Apple Sued Because of ‘LCD Color-Illusion’
Apple Sued Because of ‘LCD Color-Illusion’
Apple has recently been “blessed” with another lawsuit coming from two frustrated Mac customers, who have reached the conclusion that the Cupertino, CA-based giant has been deceiving clients with false advertisement.

Fred Greaves and Dave Gatley, the two plaintiffs that have sued Apple, claimed that the company had falsely advertised the performance of LCD displays of MacBooks and MacBook Pros.

The legal filling reads: “Many purchasers observed that the display was "grainy." Others complained that the display was ‘sparkly’. Some purchasers noted that in certain programs capable of displaying color spectra that banding appears in the display of gradients.”

According to the plaintiffs’ complaint, Apple is guilty of deceiving customers by using ambiguities like "TFT display with support for millions of colors," without ever mentioning the exact extent or meaning of those “millions of colors”. The problem has been signaled many times before by plenty of Mac buyers, but Apple has persistently refused to investigate it.
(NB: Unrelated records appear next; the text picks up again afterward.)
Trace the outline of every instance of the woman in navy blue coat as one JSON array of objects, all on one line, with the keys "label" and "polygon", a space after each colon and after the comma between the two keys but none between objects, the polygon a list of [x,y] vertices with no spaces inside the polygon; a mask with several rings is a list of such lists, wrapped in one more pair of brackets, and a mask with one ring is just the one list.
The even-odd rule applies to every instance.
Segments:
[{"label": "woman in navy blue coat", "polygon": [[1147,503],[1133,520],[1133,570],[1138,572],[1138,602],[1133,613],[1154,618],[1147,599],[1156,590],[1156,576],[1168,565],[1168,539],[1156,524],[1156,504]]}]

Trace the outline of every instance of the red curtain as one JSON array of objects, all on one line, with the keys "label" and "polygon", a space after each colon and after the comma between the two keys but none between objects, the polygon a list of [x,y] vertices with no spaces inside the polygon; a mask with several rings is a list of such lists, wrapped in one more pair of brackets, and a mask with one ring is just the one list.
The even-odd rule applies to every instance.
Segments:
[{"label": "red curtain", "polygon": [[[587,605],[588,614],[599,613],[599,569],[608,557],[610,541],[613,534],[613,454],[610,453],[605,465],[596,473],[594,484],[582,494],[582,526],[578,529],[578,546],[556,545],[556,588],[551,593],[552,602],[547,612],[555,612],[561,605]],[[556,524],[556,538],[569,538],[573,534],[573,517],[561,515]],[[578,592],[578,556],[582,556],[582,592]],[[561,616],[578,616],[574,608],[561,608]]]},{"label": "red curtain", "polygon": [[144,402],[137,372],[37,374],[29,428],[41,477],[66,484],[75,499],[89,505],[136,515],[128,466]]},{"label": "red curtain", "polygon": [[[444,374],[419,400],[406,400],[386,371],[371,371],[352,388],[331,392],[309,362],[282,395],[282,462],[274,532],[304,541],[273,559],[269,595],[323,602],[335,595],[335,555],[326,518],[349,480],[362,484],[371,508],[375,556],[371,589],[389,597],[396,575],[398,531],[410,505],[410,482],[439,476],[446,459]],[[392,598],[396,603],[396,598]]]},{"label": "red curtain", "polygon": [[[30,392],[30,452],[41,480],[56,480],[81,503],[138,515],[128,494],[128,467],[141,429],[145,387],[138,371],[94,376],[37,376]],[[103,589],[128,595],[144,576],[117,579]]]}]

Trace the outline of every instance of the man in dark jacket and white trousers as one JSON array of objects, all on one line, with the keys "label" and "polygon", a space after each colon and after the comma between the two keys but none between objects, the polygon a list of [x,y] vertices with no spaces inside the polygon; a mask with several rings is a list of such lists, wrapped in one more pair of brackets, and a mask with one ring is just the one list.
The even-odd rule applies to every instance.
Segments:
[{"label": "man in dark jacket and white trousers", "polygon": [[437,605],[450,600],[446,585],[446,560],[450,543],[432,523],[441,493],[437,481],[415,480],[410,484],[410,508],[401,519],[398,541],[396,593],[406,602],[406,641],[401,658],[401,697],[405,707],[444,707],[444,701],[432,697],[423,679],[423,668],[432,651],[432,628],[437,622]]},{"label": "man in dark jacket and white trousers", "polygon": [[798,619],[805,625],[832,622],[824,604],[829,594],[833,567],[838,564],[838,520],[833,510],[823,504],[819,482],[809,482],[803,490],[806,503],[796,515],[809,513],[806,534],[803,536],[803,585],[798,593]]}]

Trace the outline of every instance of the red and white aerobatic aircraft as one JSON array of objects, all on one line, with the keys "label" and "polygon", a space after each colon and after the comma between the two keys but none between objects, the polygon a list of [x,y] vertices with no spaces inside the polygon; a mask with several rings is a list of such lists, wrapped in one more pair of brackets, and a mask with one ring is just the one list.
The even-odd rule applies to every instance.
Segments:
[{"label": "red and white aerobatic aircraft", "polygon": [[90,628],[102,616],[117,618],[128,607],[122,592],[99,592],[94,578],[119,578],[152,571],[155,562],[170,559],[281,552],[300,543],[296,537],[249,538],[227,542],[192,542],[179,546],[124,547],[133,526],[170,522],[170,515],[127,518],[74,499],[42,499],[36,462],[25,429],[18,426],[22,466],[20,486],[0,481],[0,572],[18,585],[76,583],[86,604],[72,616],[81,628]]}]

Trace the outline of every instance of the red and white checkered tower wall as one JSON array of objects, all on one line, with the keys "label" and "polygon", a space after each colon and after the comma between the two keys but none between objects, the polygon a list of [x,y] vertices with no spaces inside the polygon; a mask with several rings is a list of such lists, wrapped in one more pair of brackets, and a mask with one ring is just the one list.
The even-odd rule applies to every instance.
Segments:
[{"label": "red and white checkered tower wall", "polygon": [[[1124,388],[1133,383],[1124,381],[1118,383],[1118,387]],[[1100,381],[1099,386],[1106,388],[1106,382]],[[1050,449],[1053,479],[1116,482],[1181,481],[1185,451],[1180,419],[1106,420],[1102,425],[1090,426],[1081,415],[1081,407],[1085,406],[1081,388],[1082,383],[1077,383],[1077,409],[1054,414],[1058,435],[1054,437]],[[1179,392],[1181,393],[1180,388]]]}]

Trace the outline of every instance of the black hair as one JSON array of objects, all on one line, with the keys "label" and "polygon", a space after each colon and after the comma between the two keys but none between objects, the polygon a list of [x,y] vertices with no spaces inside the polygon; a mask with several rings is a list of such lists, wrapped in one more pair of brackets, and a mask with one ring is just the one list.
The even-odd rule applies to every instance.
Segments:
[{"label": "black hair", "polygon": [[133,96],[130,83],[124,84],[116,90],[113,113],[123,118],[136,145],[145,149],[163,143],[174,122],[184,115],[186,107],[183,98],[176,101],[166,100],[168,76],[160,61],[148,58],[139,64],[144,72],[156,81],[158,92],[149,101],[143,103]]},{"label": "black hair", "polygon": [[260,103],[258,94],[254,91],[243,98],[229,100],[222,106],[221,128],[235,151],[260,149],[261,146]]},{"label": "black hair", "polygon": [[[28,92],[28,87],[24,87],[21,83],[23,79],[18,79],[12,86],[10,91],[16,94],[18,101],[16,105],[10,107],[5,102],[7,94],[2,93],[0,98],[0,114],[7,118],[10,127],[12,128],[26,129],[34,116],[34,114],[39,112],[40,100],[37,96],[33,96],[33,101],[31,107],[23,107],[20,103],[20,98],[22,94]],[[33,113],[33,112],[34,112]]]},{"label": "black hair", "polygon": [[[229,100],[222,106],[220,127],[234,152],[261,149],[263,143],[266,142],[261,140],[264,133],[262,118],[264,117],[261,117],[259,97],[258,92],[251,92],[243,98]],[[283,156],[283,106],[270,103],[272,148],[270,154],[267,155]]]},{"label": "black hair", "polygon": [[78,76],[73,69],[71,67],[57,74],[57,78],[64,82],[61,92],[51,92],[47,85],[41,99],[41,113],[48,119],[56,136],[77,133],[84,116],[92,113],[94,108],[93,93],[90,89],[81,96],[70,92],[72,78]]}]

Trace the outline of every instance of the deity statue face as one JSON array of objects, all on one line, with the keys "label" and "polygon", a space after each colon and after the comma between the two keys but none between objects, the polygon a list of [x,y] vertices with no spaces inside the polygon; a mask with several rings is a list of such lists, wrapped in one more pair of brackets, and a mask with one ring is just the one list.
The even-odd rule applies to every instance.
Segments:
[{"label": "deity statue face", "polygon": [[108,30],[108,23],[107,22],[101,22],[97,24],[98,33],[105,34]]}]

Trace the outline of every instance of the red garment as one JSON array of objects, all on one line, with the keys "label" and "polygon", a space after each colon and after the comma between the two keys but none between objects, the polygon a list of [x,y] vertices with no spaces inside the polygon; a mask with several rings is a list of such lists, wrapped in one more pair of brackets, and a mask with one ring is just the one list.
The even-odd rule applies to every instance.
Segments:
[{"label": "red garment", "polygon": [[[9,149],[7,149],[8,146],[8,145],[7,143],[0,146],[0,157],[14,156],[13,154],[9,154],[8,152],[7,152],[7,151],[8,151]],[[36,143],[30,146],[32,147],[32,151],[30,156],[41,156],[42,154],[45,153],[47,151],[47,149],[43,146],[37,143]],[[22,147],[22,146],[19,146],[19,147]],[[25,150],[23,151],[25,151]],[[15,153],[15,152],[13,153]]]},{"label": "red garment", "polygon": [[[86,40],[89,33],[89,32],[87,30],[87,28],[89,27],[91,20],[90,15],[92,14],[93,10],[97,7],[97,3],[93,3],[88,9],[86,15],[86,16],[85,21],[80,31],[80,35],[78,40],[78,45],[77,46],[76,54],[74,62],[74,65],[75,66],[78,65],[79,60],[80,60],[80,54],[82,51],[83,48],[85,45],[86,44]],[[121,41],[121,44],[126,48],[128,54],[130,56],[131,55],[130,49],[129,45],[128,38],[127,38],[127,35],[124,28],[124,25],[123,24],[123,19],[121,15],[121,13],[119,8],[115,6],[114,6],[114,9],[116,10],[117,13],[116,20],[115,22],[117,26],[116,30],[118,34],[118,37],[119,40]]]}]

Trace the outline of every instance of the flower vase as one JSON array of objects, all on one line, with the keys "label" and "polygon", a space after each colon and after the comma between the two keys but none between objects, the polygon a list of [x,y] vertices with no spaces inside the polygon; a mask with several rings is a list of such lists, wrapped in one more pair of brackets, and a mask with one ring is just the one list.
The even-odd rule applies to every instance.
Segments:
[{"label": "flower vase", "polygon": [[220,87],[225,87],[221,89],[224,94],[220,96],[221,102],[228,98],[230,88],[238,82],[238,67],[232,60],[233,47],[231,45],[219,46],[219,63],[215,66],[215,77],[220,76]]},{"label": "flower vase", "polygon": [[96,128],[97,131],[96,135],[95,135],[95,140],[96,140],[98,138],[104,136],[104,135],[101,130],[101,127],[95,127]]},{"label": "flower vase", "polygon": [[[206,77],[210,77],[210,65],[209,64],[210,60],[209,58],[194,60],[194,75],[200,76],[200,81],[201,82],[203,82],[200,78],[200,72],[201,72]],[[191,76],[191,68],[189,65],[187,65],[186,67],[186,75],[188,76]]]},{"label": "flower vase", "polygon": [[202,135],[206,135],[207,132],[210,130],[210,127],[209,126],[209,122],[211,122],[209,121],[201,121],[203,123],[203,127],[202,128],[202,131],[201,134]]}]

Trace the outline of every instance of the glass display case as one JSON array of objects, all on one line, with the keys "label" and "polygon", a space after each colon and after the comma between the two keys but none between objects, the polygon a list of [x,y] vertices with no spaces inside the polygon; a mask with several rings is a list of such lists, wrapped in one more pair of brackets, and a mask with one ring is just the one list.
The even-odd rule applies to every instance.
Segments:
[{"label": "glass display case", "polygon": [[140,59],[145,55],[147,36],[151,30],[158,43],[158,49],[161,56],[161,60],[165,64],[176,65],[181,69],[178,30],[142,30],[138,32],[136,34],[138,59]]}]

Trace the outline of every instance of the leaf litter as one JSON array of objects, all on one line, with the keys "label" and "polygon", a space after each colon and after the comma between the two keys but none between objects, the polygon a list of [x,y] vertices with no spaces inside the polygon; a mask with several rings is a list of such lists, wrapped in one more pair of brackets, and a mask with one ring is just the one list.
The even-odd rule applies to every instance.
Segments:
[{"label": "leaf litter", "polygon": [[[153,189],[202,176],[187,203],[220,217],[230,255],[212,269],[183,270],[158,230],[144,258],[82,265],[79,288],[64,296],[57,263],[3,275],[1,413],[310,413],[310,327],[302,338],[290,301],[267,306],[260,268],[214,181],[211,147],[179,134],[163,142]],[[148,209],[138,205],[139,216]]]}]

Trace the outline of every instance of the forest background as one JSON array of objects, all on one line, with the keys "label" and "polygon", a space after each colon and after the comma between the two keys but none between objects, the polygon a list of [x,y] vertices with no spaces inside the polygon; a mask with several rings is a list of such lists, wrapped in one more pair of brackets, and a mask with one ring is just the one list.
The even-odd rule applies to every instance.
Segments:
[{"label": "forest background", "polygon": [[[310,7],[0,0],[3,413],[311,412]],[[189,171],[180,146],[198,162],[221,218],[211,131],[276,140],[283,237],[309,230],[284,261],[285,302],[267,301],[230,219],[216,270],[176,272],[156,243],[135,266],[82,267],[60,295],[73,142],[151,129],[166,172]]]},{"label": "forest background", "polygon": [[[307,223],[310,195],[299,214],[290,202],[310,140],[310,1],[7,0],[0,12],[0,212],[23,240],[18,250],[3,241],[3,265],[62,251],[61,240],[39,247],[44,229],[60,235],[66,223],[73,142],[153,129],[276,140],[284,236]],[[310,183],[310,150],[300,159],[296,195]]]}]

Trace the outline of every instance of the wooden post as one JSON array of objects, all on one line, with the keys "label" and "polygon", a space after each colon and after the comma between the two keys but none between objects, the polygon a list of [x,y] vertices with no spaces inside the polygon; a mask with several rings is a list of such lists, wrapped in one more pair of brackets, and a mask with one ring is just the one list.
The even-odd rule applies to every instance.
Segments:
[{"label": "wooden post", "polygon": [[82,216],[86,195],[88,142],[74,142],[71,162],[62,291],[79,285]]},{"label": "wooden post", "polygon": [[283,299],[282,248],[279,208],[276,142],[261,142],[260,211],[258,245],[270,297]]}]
The duo mentions that Apple reaches the advertised “millions of colors” through a trick, or rather an illusion.

“The reality is that notwithstanding Apple's misrepresentations and suggestions that its MacBook and MacBook Pro display "millions of colors," the displays are only capable of displaying the illusion of millions of colors through the use of a software technique referred to as "dithering," which causes nearby pixels on the display to use slightly varying shades of colors that trick the human eye into perceiving the desired color even though it is not truly that color.”

There is a site which explains how to discover whether you have been lured by Apple into buying a lower-quality MacBook, which only displays 256K colors, but it will be very hard to demonstrate the illusion of perceiving “millions of colors” through dithering in court.